Providers could also use the data to ensure that both they and their patients are taking on a more active role in a patient’s health maintenance. Similar to how many dieters and health conscious individuals tend to eat less — or are at least more aware of what they eat — when they write it down, patients might be more apt to use and manage their personal health record (PHR) if it was tied to health monitoring tools that they could easily track at home. SearchHealthIT colleague and features writer, Don Fluckinger (@DonFluckinger), would be a great guinea pig for this type of plan model, especially given the upcoming walking challenge with fellow #HITsm-er Brian Ahier (@ahier) at this year’s HIMSS 2012 conference.

However, as with any sort of monitoring and rewards-based system, especially at the insurance level, there are certainly “Big Brother” concerns to be addressed. If this type of model was to become an industry standard, a chief concern would be around patient privacy and the potentially negative ramifications from transparency into lifestyle. For many members, the data collected and patterns presented could easily be detrimental, painting the picture of a risky (aka, more expensive) patient, which could in turn drive premiums up for many patient populations.

If operating the same way as Progressive’s program though, opting to use a monitoring device tied to incentives could be completely voluntary, with rates never increasing based on activity data.  Progressive maintains that a member’s rates will never increase with the information gathered from Snapshot, and that the only cost incurred is the initial $28 fee for the device itself.

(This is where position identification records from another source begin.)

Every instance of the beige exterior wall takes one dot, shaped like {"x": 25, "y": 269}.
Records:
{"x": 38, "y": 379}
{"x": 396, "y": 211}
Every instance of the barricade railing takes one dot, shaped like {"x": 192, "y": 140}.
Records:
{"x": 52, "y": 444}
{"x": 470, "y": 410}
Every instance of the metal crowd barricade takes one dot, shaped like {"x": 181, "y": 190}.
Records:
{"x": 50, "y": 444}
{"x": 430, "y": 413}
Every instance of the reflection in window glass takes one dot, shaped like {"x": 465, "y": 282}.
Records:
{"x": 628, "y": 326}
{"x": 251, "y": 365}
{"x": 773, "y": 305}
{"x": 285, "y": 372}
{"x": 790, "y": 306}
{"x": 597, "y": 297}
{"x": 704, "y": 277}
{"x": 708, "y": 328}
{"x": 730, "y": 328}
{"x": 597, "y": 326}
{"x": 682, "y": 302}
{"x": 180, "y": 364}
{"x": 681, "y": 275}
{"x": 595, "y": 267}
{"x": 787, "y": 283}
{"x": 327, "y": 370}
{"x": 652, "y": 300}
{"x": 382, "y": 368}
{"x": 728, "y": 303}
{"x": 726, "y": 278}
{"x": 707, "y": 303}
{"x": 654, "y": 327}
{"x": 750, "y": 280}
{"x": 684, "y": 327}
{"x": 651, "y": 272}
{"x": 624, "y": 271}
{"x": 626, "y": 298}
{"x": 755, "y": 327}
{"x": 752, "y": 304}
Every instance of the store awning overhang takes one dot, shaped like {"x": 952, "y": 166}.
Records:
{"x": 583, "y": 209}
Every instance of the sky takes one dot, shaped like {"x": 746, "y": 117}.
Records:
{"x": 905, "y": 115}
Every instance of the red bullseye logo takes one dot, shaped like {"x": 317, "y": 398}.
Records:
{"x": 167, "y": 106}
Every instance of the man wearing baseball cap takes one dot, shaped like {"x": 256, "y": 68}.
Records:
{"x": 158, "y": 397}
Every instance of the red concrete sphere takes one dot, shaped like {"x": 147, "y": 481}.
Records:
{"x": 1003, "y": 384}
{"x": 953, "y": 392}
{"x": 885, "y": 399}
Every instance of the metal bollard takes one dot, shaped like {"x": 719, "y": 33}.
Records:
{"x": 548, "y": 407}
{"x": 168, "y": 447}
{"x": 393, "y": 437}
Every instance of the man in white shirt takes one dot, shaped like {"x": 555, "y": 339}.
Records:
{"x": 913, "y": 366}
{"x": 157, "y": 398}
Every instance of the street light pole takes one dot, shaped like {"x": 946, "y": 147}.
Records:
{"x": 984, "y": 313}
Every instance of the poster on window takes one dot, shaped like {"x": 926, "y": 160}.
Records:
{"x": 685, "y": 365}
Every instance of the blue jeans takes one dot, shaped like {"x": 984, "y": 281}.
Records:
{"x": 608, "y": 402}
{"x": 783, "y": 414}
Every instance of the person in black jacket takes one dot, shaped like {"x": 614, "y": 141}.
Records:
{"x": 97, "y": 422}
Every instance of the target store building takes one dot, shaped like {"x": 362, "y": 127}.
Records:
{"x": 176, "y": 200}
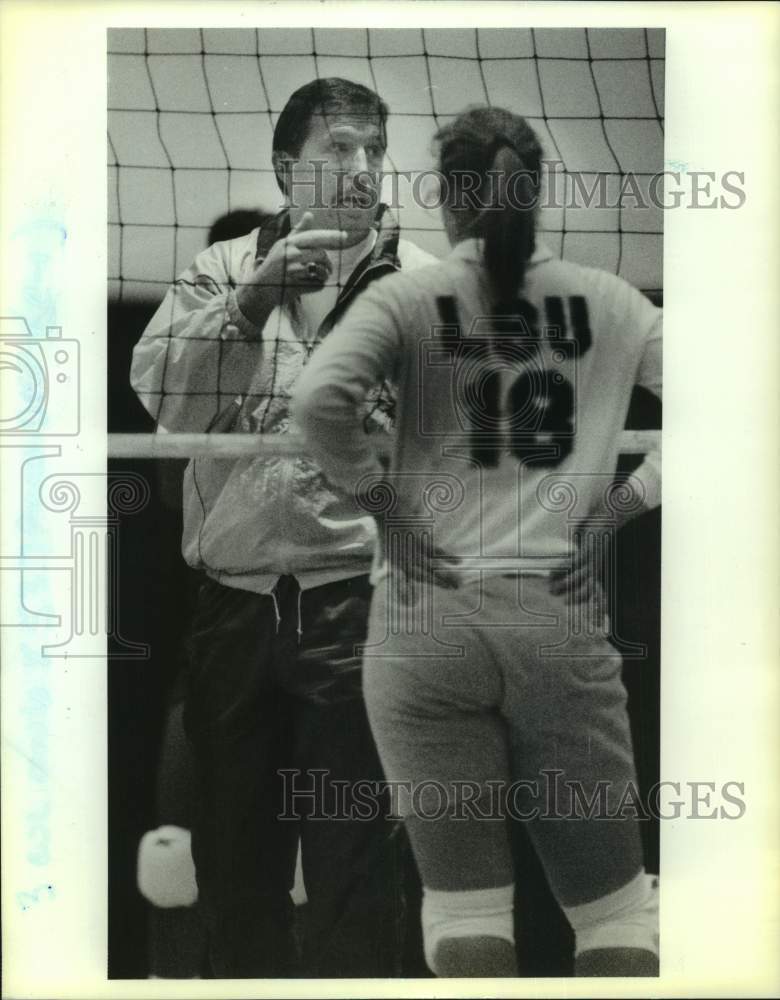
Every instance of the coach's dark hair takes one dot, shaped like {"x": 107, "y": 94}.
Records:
{"x": 502, "y": 156}
{"x": 330, "y": 95}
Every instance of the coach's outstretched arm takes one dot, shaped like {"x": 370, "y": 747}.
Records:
{"x": 359, "y": 352}
{"x": 203, "y": 344}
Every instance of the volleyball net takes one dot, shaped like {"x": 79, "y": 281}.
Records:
{"x": 192, "y": 113}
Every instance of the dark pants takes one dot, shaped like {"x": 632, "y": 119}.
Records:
{"x": 265, "y": 697}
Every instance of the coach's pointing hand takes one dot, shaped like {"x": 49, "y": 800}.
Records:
{"x": 298, "y": 264}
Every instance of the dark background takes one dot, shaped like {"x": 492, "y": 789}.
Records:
{"x": 155, "y": 589}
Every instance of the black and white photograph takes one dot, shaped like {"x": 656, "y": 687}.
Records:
{"x": 346, "y": 516}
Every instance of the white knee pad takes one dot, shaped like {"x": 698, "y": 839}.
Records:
{"x": 166, "y": 873}
{"x": 467, "y": 913}
{"x": 627, "y": 918}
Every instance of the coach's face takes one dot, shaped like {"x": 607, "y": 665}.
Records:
{"x": 337, "y": 176}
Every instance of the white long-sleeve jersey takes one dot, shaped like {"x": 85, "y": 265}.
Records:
{"x": 508, "y": 428}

As with purchasing any insurance coverage, though, caveat emptor (and do your homework!). After seeing a recent YouTube video about how the Snapshot program can actually increase rates in certain states and other asterisk type of restrictions, I’m not inclined to believe Flo anymore either. 

There would also be huge concerns around the security and intended use of the data in general — where it would live, how it would be used, who owns it and how would it be integrated into an EHR. Also, because humans do not come with an on board diagnostics systems, there would be elements of fraud and abuse to combat and safeguards that would have to be in place to be sure that the technology was being used as intended.

What do you think? If your health care insurance provider offered a program similar to Snapshot for potential premium discounts, would you volunteer, or steer clear?